Department of Medicine, George Washington University, Washington, DC, USA.
Nephrol Dial Transplant. 2012 Feb;27(2):758-65. doi: 10.1093/ndt/gfr355. Epub 2011 Jul 18.
Patients' perception of pain during hemodialysis (HD) and at times between HD treatment and its association with survival have not been well studied in end-stage renal disease (ESRD). We evaluated the experience of pain during HD and at times when the patient was not receiving HD, and assessed possible associations of the perception of pain and sleep disturbance with patient survival.
A total of 128 ESRD patients treated with HD completed questionnaires on psychosocial status, quality of life and sleep disorders. A modified McGill Pain questionnaire was used to assess the nature, location, frequency, intensity and duration of pain both during and at times between HD sessions. The Pittsburgh Sleep Quality Index was used to screen for sleep disturbances over a 30-day period.
Controlling for age, diabetes mellitus, serum albumin concentration and human immunodeficiency virus infection, there was a significant association between mortality and both frequency and intensity of pain while patients were not on HD. There was no association between survival and duration of pain while off HD or any of the pain parameters while patients were on HD. There was no association between survival and the presence of a sleep disorder.

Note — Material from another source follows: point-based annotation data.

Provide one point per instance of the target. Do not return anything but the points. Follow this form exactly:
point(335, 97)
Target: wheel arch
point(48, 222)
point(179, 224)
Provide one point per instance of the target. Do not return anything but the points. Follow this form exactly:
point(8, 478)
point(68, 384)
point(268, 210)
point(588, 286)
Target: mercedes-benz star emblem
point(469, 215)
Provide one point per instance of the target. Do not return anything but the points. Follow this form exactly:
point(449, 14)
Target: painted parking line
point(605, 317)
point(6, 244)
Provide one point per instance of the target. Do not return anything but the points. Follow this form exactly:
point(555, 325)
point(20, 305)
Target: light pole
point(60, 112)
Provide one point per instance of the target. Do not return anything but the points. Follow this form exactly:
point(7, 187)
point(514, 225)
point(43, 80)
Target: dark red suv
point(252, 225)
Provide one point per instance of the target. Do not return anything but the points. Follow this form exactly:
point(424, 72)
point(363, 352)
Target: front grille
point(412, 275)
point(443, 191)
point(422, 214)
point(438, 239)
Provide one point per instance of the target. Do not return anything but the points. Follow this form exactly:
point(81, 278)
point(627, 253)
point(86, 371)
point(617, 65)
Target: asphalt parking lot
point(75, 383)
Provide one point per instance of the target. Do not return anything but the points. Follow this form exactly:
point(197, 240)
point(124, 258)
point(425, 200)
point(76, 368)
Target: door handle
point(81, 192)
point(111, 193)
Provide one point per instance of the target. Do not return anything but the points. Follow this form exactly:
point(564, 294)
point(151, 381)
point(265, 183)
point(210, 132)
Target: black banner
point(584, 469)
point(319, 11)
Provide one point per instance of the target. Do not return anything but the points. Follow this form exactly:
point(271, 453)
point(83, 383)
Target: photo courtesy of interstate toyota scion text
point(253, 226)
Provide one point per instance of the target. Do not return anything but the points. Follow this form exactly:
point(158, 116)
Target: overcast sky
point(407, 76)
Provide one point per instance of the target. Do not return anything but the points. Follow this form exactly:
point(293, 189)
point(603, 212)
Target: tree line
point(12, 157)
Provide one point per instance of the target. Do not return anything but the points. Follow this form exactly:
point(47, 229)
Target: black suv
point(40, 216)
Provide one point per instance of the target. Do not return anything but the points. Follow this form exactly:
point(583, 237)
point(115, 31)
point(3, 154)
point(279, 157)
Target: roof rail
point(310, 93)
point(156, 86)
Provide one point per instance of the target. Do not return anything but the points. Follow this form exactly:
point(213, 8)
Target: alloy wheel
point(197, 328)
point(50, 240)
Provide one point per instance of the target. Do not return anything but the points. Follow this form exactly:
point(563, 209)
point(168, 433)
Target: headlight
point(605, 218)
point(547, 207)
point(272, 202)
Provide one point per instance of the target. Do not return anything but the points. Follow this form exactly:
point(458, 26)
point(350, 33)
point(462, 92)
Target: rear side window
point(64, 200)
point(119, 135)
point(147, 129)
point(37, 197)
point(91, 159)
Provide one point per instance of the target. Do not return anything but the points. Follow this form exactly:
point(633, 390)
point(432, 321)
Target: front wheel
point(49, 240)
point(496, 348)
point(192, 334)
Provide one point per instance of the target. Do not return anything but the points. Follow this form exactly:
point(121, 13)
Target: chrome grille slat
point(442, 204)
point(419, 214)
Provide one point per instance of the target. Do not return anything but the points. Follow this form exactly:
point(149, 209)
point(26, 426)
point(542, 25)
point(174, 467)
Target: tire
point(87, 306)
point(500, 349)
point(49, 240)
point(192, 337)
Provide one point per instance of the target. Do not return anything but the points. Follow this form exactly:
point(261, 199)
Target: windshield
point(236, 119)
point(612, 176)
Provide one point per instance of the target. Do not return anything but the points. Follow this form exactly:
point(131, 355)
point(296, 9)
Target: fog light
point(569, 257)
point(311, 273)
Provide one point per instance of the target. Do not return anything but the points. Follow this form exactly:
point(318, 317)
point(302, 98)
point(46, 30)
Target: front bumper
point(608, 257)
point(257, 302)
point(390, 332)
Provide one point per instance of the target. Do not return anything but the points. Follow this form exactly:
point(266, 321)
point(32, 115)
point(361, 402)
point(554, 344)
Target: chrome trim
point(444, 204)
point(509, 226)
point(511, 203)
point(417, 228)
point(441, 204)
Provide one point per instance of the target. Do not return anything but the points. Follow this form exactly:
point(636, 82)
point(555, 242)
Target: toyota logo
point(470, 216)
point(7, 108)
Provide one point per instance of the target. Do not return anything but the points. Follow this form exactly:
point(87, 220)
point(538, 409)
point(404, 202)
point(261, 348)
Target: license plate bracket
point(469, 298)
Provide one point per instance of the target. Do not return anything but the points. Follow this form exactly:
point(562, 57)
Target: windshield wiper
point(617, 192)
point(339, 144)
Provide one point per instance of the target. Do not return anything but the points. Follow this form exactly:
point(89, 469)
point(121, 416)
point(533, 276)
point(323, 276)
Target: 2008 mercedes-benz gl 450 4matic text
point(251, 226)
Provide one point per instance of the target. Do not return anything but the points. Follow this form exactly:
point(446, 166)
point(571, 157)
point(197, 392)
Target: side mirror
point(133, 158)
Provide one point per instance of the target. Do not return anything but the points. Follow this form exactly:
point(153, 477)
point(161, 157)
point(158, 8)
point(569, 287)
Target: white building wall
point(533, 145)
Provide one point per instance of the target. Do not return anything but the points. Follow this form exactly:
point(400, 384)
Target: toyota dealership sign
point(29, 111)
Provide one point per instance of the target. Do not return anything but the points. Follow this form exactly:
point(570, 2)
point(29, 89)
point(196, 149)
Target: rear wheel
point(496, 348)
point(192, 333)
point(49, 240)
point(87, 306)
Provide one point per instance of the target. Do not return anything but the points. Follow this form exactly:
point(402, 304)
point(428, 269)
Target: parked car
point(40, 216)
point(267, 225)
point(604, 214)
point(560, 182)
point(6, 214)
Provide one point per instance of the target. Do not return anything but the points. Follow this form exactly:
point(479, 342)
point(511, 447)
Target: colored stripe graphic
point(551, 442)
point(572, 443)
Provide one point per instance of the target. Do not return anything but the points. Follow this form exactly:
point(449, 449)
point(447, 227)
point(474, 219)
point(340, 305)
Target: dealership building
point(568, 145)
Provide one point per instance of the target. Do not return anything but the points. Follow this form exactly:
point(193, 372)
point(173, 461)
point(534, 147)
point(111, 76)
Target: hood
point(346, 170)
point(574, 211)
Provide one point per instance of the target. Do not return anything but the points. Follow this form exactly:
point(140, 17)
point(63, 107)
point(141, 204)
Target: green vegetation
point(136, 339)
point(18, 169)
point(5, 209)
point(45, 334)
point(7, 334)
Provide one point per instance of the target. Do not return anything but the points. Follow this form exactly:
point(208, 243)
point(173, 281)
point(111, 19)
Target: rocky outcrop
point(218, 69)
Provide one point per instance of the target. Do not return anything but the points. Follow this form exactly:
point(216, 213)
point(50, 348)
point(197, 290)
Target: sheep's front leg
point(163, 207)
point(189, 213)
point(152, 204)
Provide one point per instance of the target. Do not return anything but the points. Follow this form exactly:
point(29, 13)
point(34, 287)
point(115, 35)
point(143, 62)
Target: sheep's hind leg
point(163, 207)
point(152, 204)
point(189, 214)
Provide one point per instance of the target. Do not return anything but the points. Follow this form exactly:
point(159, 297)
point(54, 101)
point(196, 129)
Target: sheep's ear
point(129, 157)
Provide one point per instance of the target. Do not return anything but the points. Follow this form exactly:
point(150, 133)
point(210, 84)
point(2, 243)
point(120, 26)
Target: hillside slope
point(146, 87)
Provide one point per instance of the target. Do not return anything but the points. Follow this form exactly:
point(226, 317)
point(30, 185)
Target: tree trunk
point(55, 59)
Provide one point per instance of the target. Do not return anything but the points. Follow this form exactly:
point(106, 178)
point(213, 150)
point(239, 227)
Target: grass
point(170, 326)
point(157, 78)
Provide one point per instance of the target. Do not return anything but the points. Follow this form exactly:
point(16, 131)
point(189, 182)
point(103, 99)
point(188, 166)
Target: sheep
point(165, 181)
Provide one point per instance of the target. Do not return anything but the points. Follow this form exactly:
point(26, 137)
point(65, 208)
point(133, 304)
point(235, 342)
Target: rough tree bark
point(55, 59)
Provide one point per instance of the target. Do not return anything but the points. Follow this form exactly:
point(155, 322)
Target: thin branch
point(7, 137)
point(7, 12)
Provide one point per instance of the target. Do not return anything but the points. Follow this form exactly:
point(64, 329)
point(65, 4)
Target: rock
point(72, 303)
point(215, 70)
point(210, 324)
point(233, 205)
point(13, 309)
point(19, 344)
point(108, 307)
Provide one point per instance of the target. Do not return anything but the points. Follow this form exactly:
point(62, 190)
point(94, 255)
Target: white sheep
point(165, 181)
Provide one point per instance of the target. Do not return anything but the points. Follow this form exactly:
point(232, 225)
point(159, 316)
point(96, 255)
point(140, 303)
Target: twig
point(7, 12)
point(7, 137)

Pain perception while off HD may be of more importance to patients than pain during HD. The mechanisms underlying the association are unknown but may involve linkage of pain with severity of medical illness or the generation of a maladaptive cytokine response. Multicenter prospective studies of pain interventions using well-validated pain perception tools are needed to establish causal relationships. Interventions directed toward treating pain on non-HD days may improve ESRD patient survival.
在终末期肾病(ESRD)患者中,人们尚未充分研究其在血液透析(HD)过程中以及在 HD 治疗期间和之后感到疼痛的情况及其与生存率的关系。我们评估了 HD 过程中和患者未接受 HD 时的疼痛体验,并评估了疼痛和睡眠障碍感知与患者生存的可能关联。
共有 128 名接受 HD 治疗的 ESRD 患者完成了关于社会心理状况、生活质量和睡眠障碍的问卷。使用改良的麦吉尔疼痛问卷评估 HD 期间和 HD 期间之间疼痛的性质、位置、频率、强度和持续时间。匹兹堡睡眠质量指数用于在 30 天内筛查睡眠障碍。
在控制年龄、糖尿病、血清白蛋白浓度和人类免疫缺陷病毒感染后,患者不在 HD 时的疼痛频率和强度与死亡率之间存在显著关联。患者不在 HD 时的疼痛持续时间或任何 HD 时的疼痛参数与生存率之间均无关联。生存与睡眠障碍之间也没有关联。
与 HD 期间的疼痛相比,患者在非 HD 时感知到的疼痛可能更为重要。其关联的潜在机制尚不清楚,但可能涉及疼痛与疾病严重程度的联系或产生适应性细胞因子反应。需要使用经过良好验证的疼痛感知工具进行针对疼痛干预的多中心前瞻性研究,以确定因果关系。针对非 HD 日疼痛的治疗干预可能会改善 ESRD 患者的生存率。